Although inflation expectation has come down to 4-5 per cent from 7 per cent a few years ago, Mohan indicated that there was no reason to be complacent as long as global oil prices are hovering at a high of $50.
Justifying the Budget proposals on tax reforms, he said tax-GDP ratio has to go up for revenue deficit and fiscal deficit to come down.
With Fiscal Responsibility and Budget Management, revenue deficit has to come down to zero by 2008-09. It is a tough order, Mohan said at the India Trade and Investment Forum organised by Confederation of Indian Industry.
The task was all the more difficult, as Centre has to increase the devolution of taxes to states offered debt relief and increased grants as per the recommendation of 12th Finance Commission.
Revenue deficit, which was a meager 2.5 per cent in 1996-97, started rising since then and peaked to 4.4 per cent of GDP in 2001-02, has been estimated at 2.7 per cent for 2004 -05 and 2005-06.
Fiscal deficit also has to come down to 3 per cent of GDP by 2008-09, he said, adding, "We are on track. Fiscal deficit was 6.4-6.5 per cent during 1993-94 but is estimated at 4.5 per cent this fiscal and 4.3 per cent in 2005-06."
With reduction in Centre's deficit and more number of states enacting FRBM legislations, Mohan said, "government's borrowing will come down."

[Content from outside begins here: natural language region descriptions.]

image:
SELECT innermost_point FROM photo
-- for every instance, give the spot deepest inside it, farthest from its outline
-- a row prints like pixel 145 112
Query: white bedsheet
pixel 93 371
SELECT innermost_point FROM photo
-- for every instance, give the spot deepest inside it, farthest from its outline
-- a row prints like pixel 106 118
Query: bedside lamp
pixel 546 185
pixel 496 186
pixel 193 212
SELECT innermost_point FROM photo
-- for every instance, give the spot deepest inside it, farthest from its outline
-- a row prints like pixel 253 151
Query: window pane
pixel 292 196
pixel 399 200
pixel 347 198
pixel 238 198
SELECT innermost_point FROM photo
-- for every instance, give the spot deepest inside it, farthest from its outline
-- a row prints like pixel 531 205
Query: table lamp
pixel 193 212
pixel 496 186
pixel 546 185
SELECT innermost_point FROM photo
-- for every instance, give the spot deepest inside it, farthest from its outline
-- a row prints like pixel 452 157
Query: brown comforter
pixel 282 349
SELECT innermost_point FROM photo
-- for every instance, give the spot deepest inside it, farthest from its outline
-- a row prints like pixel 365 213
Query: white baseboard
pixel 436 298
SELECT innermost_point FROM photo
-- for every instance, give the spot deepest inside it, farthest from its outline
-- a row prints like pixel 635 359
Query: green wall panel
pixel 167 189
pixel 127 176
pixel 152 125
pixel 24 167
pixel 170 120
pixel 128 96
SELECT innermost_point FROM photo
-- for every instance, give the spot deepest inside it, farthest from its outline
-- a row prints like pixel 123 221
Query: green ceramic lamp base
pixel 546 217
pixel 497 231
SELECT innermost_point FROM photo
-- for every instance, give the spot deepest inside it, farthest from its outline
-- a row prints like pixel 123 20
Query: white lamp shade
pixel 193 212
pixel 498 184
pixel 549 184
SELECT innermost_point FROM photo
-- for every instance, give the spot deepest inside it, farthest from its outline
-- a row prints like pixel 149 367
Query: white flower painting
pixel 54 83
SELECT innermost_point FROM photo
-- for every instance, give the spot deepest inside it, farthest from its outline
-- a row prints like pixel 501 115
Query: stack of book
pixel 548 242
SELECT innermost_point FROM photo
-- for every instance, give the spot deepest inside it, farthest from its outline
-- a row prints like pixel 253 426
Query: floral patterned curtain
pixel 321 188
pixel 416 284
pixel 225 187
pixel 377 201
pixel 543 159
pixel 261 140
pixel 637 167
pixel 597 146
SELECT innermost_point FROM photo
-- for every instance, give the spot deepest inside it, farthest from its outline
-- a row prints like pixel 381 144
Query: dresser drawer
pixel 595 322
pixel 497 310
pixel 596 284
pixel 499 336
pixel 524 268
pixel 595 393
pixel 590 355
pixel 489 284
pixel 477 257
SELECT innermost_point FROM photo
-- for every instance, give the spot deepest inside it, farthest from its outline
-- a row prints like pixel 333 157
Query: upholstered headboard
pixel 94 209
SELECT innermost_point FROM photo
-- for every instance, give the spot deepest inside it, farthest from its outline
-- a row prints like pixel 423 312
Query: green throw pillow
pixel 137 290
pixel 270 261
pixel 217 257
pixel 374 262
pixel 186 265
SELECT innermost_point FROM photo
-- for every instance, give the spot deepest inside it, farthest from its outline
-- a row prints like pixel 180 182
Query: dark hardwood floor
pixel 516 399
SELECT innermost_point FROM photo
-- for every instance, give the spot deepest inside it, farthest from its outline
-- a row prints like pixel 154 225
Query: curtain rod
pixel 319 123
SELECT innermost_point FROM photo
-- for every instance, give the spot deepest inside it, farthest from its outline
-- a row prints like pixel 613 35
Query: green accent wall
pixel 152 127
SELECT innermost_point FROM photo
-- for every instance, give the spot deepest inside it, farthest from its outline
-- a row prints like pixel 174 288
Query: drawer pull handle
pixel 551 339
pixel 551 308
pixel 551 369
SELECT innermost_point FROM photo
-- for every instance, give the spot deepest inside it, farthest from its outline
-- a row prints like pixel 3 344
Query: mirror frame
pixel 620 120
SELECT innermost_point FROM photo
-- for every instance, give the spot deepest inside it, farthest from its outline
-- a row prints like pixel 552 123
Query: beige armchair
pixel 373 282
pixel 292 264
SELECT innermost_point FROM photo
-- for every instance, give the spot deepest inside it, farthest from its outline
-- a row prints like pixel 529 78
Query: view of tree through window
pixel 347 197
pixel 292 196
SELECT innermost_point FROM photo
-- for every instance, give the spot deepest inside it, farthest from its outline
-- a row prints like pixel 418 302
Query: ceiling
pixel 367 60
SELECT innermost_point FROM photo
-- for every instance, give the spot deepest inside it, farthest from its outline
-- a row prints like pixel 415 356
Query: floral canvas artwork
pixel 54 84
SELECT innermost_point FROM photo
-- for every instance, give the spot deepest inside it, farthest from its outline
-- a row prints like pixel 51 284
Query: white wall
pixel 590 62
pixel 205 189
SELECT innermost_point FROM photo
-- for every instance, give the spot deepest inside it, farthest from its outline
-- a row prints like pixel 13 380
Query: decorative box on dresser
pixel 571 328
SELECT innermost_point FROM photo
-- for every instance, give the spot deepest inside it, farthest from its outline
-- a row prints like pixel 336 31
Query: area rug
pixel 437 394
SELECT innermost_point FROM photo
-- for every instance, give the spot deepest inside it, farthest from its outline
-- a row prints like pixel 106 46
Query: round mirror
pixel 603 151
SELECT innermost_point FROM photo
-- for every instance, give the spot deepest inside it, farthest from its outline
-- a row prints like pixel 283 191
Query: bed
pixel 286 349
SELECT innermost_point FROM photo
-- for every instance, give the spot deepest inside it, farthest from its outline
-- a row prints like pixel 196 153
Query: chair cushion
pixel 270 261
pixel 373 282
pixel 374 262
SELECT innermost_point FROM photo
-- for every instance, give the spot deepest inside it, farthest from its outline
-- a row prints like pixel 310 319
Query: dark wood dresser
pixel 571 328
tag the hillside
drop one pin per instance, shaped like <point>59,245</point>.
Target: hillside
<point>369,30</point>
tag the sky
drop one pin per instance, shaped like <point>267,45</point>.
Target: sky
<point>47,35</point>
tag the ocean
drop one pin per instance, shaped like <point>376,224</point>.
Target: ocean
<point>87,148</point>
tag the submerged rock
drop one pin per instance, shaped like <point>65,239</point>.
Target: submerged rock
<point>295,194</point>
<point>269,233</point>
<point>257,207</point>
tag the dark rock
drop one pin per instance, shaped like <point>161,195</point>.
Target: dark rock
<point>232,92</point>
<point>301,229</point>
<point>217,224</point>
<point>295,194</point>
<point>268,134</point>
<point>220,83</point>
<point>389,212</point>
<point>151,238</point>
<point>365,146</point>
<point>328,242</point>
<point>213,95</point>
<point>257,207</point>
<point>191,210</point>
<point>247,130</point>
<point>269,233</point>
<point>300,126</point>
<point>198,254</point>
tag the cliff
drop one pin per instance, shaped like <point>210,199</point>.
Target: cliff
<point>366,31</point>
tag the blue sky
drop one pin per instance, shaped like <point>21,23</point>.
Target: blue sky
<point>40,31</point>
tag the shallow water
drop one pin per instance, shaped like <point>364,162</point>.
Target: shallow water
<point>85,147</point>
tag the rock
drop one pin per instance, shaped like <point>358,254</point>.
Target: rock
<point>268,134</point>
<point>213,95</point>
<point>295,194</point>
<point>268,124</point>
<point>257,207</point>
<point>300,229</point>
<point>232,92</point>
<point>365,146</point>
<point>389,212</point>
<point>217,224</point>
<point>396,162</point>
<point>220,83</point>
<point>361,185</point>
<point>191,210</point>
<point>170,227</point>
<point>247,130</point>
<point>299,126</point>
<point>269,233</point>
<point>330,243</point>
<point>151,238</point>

To ensure reduction in revenue and fiscal deficits, Mohan said the tax:GDP ratio has to go up. "tax:GDP ratio has increased by 1.6 per cent to 9.8 per cent in 2004-05."
Next fiscal, tax-GDP ratio has to cross the double-digit mark, he said adding that income tax-GDP ratio was estimated at 1.9 per cent and Corporate Tax-GDP ratio was slated to go upto 3.18 per cent in 2005-06.
He said the government will continue with the tax reforms especially in the areas of income and corporate taxes while reducing customs duties and excise duties.
The buoyancy in tax collection could come as a result of high growth in manufacturing sector and the economy as a whole. Manufacturing sector is expected to grow by 9 per cent, he said.
Appreciating India Inc for going through the "pain" of high interest rate regime and increasing competition in the last few years, he said, "now the financial structure of companies are much better than what it was 15 years ago."
Exports have also increased despite fall in tariff rates and appreciation in rupee against the US dollar, while forex reserves is now at over $135 billion.